Because the evidence of wrongdoing and evasion is so clear, and the effect has been so damaging, I have devoted a lot of pixels to the GAO’s horrendous “secret shopper” report on for‐profit colleges, as well as the stonewalling about what caused the initial report to be so biased. A potentially even bigger story, though, is what appears to be the machinations of an unholy alliance of Department of Education officials, Senate HELP Committee chairman Tom Harkin (D-IA), and Wall Street short‐sellers hoping to make big bucks off the demise of for‐profit schools. This Daily Caller article, and the connected video of Senator Tom Coburn (R-OK), are good places to start learning more about this, as is the website of Citizens for Responsibility and Ethics in Washington.
The problems with understanding scandals like this, of course, are trying to get the truth about things that have gone on almost entirely in real or virtual back rooms; knowing what is legal and what isn’t; and just figuring out who’s who.
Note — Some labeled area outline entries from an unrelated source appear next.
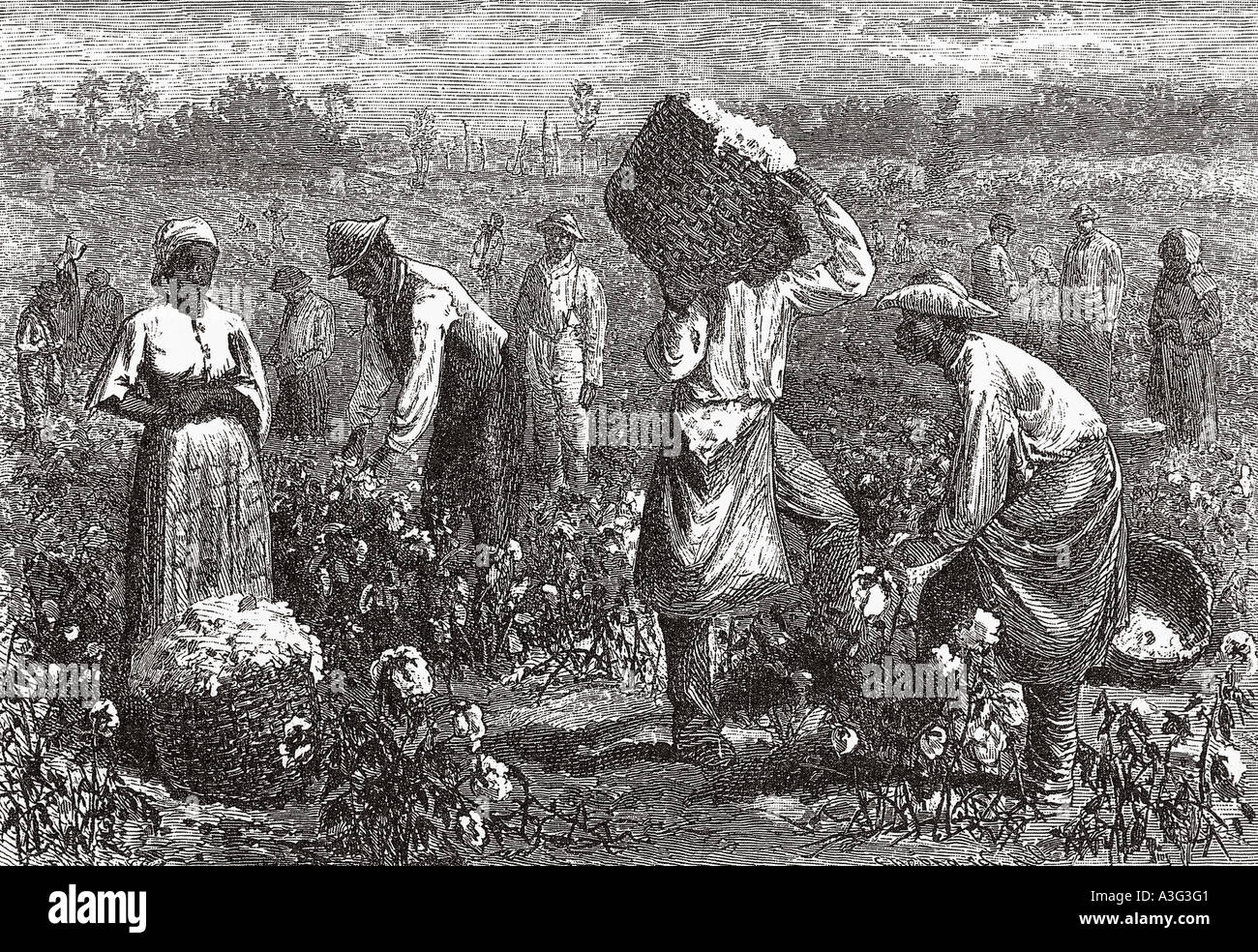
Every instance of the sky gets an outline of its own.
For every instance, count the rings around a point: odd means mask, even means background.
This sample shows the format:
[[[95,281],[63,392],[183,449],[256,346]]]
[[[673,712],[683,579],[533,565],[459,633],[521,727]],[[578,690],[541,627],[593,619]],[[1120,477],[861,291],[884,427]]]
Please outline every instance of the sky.
[[[1088,92],[1258,80],[1258,5],[1180,3],[0,3],[0,101],[89,68],[146,72],[166,106],[226,77],[277,72],[303,96],[347,82],[357,131],[431,106],[443,126],[513,135],[569,113],[572,79],[604,130],[637,127],[669,92],[721,102],[959,92],[966,106],[1042,83]]]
Such scandals also reveal little about whether for‐profit schools are actually more or less effective than other higher ed sectors, arguably the main public policy concern.
What this sort of thing does start to reveal, though, is just how far out of public view policy is often made, as well as how people try to profit directly from government action. In other words, it’s a great case study in public‐choice theory, and just how un‐Schoolhouse Rock Washington really is.
So I can’t tell you everything about who said what to whom. However, at the very least it is clear, for instance, that famed short seller Steve Eisman had a huge amount to gain by testifying that for‐profits are bad and there is a “bubble” in proprietary higher ed about to burst. After all, were either the Education Department or Senator Harkin — or both — to use his testimony to attack for profits, as indeed they have, Eisman would have a highly profitable self‐fulfilling prophecy on his hands.
No matter how you feel about for‐profit colleges — and my feelings are decidedly mixed– learning about how policy is really made can be a very unsettling thing. In fact, it can make you feel more than just a little sick.